Minnesota and the world were shocked by the collapse of the steel truss I-35W bridge. The replacement structure requires stringent performance specs for the new concrete structure. Cemstone Products Co., an independent producer with 19 high-performance concrete bridge structures spanning the Mississippi River in the Twin Cities, worked with the design team to ensure that the bridge will perform at a level higher than specified.
While designed to have a service life of 100 Minnesota winters, the bridge also is being built on a very fast-track schedule.
Many bridge elements are large enough that concerns of mass concrete arise. To avoid expensive cooling-tube installation, concretes were designed with very low heat of hydration, extending hydration over time. Pozzolan, slag, fly ash, silica fume and other materials were used so cement is less than 50% of the cementing factor, and in many cases, considerably less. In some mixtures, cement only provides lime to start the reaction.
The reduced cement content allowed for reduced heat of hydration, and particularly, early heat of hydration, which is especially important when large concrete elements prevent heat from being readily dissipated. The resulting temperature differentials have been associated with stresses and cracking. Since the pozzolans do not react as rapidly as ordinary portland cement, it is easier to keep the differential temperatures lower.
Additionally, the hydration products of the pozzolan-lime reaction are formed after those of the cement reaction (although the reaction can be near-contemporaneous).
As a result, secondary deposits occur in the water-filled pores and cracks, which form during hydration. This autogenous healing densifies the material. Secondary hydration products deposited in the interfacial transition zone between the aggregates and the paste increase strength and resistance to fracture propagation.

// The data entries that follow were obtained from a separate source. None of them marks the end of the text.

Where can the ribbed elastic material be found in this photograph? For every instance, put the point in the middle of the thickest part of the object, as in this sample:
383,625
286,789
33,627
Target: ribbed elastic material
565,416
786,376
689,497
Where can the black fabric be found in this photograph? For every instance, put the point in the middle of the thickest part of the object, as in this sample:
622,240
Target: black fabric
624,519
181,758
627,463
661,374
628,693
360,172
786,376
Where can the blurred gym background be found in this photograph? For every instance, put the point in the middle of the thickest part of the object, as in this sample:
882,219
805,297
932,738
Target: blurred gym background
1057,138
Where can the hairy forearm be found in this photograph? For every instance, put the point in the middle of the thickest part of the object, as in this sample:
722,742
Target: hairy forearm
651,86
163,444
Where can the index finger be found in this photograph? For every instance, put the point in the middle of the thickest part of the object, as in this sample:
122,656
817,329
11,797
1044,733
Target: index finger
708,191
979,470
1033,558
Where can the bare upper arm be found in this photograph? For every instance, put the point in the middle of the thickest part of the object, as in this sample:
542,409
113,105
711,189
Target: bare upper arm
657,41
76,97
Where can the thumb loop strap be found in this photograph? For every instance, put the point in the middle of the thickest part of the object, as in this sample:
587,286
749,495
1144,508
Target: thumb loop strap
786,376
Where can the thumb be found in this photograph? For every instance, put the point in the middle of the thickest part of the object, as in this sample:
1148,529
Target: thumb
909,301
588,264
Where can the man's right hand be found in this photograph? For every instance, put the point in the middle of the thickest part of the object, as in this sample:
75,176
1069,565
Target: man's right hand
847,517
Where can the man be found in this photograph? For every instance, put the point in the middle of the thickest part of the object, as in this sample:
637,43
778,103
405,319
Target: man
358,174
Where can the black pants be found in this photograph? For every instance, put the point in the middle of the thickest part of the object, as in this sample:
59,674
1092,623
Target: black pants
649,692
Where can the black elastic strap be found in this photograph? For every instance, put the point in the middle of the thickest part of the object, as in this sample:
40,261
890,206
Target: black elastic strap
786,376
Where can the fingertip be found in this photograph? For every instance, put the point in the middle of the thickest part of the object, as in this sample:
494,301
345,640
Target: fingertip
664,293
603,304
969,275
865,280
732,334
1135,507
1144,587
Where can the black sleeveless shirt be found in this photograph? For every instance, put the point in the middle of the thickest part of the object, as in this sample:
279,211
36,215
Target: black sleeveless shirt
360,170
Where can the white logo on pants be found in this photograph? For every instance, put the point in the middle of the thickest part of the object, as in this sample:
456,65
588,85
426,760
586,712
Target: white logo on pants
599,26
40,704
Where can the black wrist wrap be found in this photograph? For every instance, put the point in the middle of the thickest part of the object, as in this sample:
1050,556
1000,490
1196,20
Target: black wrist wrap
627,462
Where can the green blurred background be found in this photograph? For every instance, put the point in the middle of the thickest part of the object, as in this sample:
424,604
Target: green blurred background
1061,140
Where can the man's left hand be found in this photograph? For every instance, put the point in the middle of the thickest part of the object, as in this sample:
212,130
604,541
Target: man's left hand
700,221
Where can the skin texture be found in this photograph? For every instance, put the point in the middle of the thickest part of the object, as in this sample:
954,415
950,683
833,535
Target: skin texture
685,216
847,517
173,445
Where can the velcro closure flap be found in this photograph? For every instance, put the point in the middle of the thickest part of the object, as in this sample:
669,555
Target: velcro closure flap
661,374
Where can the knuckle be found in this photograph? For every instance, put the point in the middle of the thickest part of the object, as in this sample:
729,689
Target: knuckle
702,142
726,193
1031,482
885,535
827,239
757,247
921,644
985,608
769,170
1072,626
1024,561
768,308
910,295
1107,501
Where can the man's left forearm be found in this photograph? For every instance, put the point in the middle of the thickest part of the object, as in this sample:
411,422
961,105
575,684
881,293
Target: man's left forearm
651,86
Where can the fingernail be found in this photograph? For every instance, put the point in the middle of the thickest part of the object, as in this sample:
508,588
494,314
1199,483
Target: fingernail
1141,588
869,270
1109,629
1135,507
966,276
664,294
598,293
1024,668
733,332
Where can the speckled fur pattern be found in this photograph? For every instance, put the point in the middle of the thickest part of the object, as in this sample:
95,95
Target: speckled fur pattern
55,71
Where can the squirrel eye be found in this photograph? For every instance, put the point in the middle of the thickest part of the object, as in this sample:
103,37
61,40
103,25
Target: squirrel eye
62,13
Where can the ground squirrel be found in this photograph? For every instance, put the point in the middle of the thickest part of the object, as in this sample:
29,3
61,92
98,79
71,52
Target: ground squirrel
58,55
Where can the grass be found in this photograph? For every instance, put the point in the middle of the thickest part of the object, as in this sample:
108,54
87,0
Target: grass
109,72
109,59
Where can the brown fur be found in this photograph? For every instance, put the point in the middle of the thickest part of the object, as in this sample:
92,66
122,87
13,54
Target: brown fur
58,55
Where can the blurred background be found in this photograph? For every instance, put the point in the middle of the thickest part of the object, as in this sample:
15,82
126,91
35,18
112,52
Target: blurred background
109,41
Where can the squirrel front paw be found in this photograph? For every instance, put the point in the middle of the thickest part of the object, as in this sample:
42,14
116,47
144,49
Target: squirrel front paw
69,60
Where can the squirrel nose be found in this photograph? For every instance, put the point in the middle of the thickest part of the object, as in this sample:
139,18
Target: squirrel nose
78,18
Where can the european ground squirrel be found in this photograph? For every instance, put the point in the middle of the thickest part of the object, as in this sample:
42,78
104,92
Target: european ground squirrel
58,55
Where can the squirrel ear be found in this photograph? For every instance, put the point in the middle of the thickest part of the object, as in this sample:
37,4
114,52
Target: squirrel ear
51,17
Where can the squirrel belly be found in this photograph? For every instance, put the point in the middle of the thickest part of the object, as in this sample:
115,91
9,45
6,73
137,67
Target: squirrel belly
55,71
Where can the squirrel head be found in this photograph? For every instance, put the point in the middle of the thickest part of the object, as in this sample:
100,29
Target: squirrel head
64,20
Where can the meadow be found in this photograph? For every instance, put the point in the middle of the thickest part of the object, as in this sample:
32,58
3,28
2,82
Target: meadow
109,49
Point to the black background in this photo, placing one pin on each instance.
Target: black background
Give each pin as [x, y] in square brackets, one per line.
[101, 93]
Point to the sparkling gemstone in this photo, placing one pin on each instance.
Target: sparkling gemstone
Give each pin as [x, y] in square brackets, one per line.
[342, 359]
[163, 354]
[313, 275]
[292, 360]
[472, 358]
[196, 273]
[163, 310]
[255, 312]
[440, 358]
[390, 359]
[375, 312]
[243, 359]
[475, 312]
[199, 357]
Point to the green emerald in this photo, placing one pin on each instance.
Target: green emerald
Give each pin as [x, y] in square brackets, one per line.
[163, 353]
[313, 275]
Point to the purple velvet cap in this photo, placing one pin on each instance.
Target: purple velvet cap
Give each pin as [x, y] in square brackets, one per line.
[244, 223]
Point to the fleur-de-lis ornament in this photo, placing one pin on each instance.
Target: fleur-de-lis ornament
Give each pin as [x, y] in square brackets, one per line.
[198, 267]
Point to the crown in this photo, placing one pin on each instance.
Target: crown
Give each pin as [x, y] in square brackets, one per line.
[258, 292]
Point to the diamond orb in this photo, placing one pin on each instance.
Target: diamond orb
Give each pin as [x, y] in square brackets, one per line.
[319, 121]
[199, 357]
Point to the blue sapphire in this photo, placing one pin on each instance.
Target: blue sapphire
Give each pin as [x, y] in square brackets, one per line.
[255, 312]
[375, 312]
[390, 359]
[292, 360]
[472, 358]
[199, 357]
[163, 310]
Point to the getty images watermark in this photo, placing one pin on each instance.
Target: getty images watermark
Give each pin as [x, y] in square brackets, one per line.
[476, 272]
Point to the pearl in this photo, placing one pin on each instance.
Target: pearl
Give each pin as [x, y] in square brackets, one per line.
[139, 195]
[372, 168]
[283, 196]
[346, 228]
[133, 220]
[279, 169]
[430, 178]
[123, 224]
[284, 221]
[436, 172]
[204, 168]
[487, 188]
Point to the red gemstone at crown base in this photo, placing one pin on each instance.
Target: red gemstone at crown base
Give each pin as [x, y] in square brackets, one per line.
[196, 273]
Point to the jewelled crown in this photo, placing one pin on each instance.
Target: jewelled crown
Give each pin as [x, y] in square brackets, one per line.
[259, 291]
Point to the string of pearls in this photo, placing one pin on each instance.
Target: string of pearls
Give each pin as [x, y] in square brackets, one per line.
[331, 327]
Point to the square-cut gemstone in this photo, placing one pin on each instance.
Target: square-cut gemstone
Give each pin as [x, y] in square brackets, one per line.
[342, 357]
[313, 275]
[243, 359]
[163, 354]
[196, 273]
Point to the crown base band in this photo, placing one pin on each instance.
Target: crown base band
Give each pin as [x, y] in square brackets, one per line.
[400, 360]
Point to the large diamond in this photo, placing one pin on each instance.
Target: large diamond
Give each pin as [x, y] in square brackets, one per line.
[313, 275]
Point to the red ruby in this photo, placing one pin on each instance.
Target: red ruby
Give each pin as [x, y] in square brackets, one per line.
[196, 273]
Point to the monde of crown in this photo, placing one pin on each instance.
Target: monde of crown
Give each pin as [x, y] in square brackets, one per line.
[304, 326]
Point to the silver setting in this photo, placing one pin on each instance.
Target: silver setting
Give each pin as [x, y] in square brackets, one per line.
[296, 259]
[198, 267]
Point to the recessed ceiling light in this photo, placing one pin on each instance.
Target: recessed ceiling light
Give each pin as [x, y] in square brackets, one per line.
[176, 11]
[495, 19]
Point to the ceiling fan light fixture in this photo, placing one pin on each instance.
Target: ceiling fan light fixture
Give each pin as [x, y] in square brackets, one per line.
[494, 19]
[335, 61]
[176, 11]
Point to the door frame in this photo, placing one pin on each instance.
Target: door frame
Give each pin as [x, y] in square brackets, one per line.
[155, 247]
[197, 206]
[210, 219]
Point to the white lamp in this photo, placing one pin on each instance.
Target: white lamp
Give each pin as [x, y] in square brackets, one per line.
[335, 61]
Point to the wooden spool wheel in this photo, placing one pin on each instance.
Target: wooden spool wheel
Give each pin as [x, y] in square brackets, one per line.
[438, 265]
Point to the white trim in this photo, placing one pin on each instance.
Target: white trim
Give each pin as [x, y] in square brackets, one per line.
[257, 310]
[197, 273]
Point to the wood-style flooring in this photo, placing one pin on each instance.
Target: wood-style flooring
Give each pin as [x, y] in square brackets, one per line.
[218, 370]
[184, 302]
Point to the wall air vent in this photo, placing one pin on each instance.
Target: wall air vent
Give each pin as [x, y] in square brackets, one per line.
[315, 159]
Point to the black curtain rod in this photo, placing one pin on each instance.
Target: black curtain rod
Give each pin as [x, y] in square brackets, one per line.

To meet the demands of the bridge, four mixes were created:
- In the superstructure, resistance to scaling, abrasion and chloride-ion penetration is critical. The superstructure mix is a blend of cement, fly ash and silica fume, with cement in the 60% range of the total cementitious fraction;
- A second mix was optimized for the below-grade foundation elements, which consisted of drilled shafts, primarily mass concrete elements 7 to 8 ft in diameter;
- A third mix addressed the substructure, which consisted of massive elements, footings and pier stems of varying dimensions. While the heat of hydration was significant, geometries made it very difficult to insert cooling pipes. Instead of being air-entrained, the mixtures used in the below-grade structures are self-consolidating concrete. Cement represents less than 50% of the total cementitious material; and
- A fourth mixture, with cement at approximately 15% of the total cementitious material, was utilized for very low heat-of-hydration mixtures. These mixtures have an adiabatic heat rise of only about 50°F.
Performance of these concretes has been exceptional, with insitu strengths much larger than the lab strengths.
The mixes also increased sustainability by reducing the amount of virgin material, particularly portland cement and its associated carbon monoxide emissions, in the structure.
In some ways, the I-35W bridge is like any other project for Cemstone. But to anyone who was in the Twin Cities area on that fateful Wednesday in August 2007, the project is a special reminder of the importance of what bridge builders do.